Puerto Rico Lead Pollution Suit Is Time Barred, D.C. Cir. Rules
A lawsuit challenging the permitting of a waste incinerator in Arecibo, Puerto Rico, failed in the D.C. Circuit last Friday, as the court of appeals ruled the Sierra Club de Puerto Rico was almost 36 years too late in bringing its Clean Air Act challenge.
The incinerator plant, which is expected to release 0.31 tons of lead air pollution annually, is new. But the rule governing its permitting is not, dating back to 1980. The Sierra Club had failed to show any "after-arising grounds" for challenging the rule, the court ruled.
Lead Pollution in Arecibo
Arecibo is a nonattainment area for lead pollution under the Clean Air Act, meaning it has more lead air pollution than allowed under the Act. Much of that pollution comes from a battery recycling facility with produces approximately 30 tons of lead pollution a day, though only a small amount of that pollution is air pollution.
Lead pollution has serious and long-lasting negative health effects, ranging from compromised kidney function to delayed neurological development. Lead exposure is particularly dangerous to children, where it can cause serious learning and IQ disabilities, for whom no amount of lead in the blood is safe. In 2011, more than 20 percent of 150 children potentially exposed to lead from the Arecibo battery recycling facility tested positive for elevated lead levels.
The waste incinerator, operated by Energy Answers Arecibo, will undoubtedly increase the level of lead in the area. According to the Sierra Club, it is even projected to emit more lead air pollution per year than the battery recycling facility.
The Clean Air Act's NNSR Program
Despite potentially exacerbating Arecibo's lead pollution problem, under Clean Air Act regulations from 1980, the waste incinerator would not be bound by any of the stringent nonattainment area permitting regulations required by major air pollution sources, since it emitted less than 100 pounds of lead pollution a year.
Under the CAA, air pollution sources in nonattainment areas must obtain nonattainment new source review permits prior to construction. NNSR permits allow for some of the Act's most stringent pollution controls, but those restrictions apply only to "major stationary sources."
The Act itself defines "major stationary source" as one with the potential to emit 100 tons per year of any air pollutant. The interpreting regulations in question limit that definition significantly; a pollution source is only a major stationary source when it emits 100 tons of the pollutant for which the areas is designated nonattainment. Thus, for the NSSR restrictions to apply to the incinerator, it would have to release a massive 100 tons of lead air pollution.
No After-Arising Grounds
In challenging Puerto Rico's permitting of the incinerator, the Sierra Club sought to undo the 1980 rule which limited NNSR's scope. But, unfortunately for the Club (and the lead-afflicted people of Arecibo), such a challenge was more than three decades too late.
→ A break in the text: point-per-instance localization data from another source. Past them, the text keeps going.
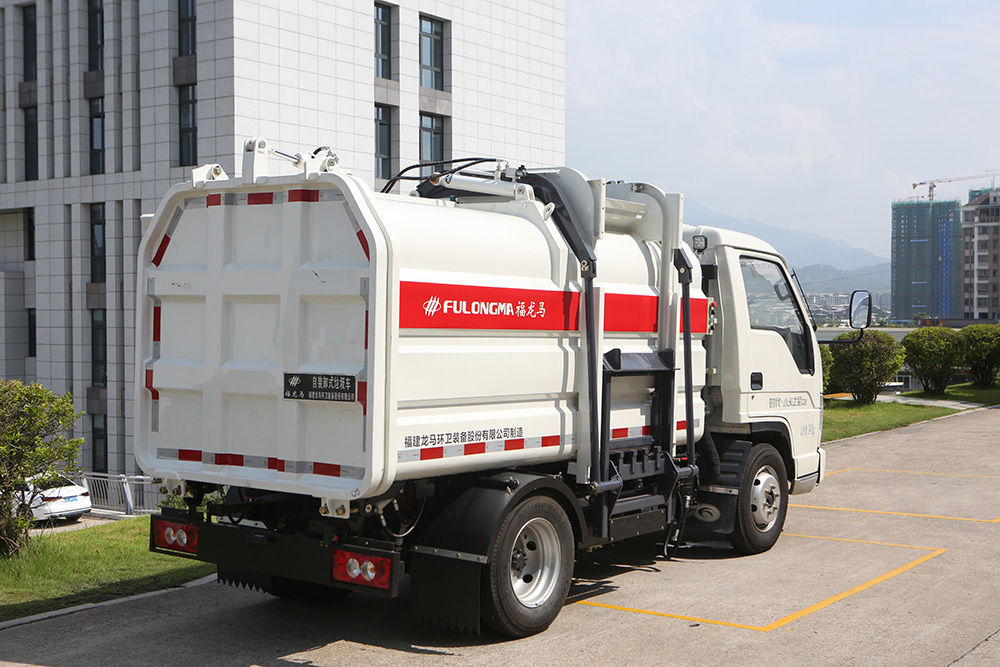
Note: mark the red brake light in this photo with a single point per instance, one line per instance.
(362, 569)
(175, 536)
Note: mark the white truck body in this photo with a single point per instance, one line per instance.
(458, 325)
(466, 386)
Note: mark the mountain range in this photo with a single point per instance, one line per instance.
(822, 264)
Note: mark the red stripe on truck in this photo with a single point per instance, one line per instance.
(631, 312)
(440, 306)
(303, 195)
(328, 469)
(431, 453)
(149, 385)
(446, 306)
(258, 198)
(156, 324)
(364, 243)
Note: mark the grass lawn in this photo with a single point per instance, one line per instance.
(100, 563)
(964, 392)
(843, 419)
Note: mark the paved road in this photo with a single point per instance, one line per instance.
(891, 561)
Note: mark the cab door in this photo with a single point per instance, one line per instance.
(772, 348)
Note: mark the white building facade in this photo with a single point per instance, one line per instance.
(107, 103)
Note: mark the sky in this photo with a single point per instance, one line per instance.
(802, 114)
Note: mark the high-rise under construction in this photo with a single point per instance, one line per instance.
(926, 256)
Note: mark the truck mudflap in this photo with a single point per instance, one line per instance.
(448, 561)
(716, 511)
(265, 559)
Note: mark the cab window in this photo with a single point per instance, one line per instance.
(772, 307)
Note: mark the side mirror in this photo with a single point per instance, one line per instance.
(861, 309)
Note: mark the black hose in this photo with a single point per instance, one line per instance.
(709, 454)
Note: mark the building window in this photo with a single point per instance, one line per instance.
(431, 53)
(95, 35)
(31, 144)
(99, 434)
(30, 52)
(187, 21)
(431, 141)
(383, 41)
(29, 234)
(98, 348)
(97, 135)
(188, 124)
(383, 142)
(98, 244)
(32, 329)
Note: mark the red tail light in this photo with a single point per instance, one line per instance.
(175, 536)
(362, 569)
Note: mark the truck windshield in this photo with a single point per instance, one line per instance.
(772, 307)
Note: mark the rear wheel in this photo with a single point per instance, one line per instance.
(762, 501)
(530, 568)
(304, 591)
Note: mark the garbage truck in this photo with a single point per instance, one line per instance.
(468, 384)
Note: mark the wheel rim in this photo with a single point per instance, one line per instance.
(534, 562)
(765, 498)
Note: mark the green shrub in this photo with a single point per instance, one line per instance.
(34, 423)
(933, 354)
(981, 345)
(863, 368)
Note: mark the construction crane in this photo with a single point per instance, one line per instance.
(933, 183)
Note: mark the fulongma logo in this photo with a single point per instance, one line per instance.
(434, 305)
(431, 306)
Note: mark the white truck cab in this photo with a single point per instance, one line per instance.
(465, 386)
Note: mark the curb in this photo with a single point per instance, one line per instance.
(45, 615)
(957, 413)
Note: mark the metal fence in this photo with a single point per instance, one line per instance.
(131, 494)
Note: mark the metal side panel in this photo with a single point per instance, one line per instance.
(255, 322)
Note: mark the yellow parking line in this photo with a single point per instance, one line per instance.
(919, 516)
(785, 620)
(905, 472)
(916, 472)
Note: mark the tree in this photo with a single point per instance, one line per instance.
(34, 423)
(863, 368)
(981, 344)
(826, 357)
(933, 354)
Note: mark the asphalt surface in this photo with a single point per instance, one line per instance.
(891, 561)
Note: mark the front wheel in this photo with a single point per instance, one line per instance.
(530, 568)
(762, 501)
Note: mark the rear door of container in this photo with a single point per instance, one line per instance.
(252, 338)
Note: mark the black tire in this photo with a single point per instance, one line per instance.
(304, 591)
(762, 501)
(530, 568)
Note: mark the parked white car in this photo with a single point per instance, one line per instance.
(58, 498)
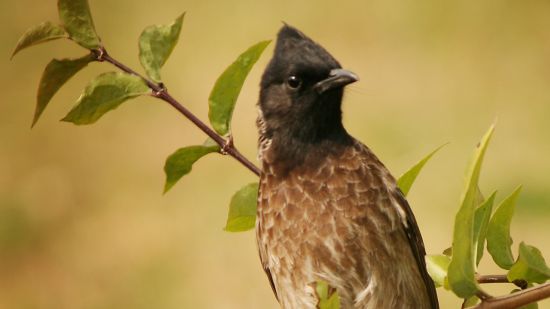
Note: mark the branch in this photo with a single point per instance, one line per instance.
(518, 299)
(500, 279)
(160, 91)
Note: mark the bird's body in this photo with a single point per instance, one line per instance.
(328, 209)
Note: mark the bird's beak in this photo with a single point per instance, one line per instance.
(337, 78)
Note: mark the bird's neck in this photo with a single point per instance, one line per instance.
(289, 147)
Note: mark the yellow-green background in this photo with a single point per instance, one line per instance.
(84, 224)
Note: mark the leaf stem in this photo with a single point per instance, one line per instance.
(518, 299)
(160, 91)
(500, 279)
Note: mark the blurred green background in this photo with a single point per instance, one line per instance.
(84, 224)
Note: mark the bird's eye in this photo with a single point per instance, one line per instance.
(294, 82)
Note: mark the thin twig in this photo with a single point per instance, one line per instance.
(159, 91)
(518, 299)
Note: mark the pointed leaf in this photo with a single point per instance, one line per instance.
(156, 43)
(181, 162)
(530, 266)
(461, 274)
(44, 32)
(328, 299)
(77, 20)
(481, 223)
(407, 179)
(228, 86)
(499, 242)
(242, 209)
(437, 265)
(104, 93)
(56, 74)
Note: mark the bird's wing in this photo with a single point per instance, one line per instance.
(417, 246)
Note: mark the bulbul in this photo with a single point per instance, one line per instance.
(328, 209)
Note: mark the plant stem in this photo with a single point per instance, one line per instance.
(159, 91)
(500, 279)
(518, 299)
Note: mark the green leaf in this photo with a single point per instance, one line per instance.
(461, 274)
(437, 265)
(181, 162)
(77, 20)
(104, 93)
(481, 223)
(228, 86)
(407, 179)
(530, 266)
(499, 242)
(327, 299)
(56, 74)
(44, 32)
(242, 209)
(156, 43)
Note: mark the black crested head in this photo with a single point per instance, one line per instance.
(300, 97)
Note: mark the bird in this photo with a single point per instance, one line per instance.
(328, 209)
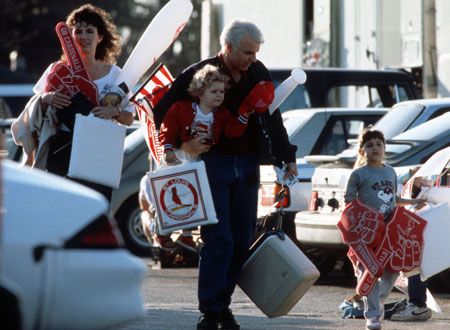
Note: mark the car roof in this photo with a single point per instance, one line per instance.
(54, 204)
(427, 131)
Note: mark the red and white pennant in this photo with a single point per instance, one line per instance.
(146, 98)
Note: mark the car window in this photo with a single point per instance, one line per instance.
(366, 96)
(398, 119)
(294, 123)
(445, 176)
(341, 132)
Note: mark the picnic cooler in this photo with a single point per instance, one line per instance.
(436, 251)
(97, 150)
(182, 197)
(277, 274)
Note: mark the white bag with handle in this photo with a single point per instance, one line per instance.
(97, 150)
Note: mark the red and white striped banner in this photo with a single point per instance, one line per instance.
(146, 98)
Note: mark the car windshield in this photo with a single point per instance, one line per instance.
(293, 123)
(298, 99)
(133, 139)
(398, 119)
(392, 150)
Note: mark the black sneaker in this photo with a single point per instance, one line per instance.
(207, 321)
(227, 320)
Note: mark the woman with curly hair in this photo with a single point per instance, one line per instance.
(99, 46)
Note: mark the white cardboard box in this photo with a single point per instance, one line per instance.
(97, 150)
(436, 251)
(276, 275)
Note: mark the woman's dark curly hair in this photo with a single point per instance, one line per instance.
(108, 50)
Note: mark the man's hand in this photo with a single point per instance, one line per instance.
(195, 146)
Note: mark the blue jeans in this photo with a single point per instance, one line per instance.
(417, 291)
(234, 182)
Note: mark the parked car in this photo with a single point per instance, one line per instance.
(316, 228)
(324, 87)
(64, 253)
(402, 116)
(329, 87)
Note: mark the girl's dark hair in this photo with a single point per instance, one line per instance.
(368, 134)
(204, 77)
(108, 50)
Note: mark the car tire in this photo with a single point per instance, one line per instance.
(129, 218)
(324, 261)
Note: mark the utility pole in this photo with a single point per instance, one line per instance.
(429, 73)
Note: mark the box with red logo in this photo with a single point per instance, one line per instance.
(182, 197)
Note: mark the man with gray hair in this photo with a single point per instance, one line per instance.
(232, 166)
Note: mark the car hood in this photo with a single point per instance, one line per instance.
(45, 208)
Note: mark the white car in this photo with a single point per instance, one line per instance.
(432, 181)
(402, 117)
(65, 255)
(315, 132)
(316, 228)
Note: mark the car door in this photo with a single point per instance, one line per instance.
(338, 130)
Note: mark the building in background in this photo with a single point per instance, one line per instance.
(409, 34)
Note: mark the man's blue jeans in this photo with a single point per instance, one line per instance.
(234, 182)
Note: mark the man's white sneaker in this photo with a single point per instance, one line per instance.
(412, 313)
(373, 323)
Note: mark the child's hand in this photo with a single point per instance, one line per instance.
(170, 158)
The Clean Air Act sets a 60-day statute of limitations for challenging EPA regulations, running from the adoption of those regulations or an occurrence of "after-arising grounds."
The Sierra Club sought to portray the permitting of the incinerator as such an after-arising ground, but the D.C. Circuit was not convinced. While an after-arriving ground is one that "encompasses the occurrence of an event that ripens a claim," that event must be more than just "the mere application of a regulation." It must make an otherwise untimely claim timely or "change the legal landscape" -- neither of which happened here.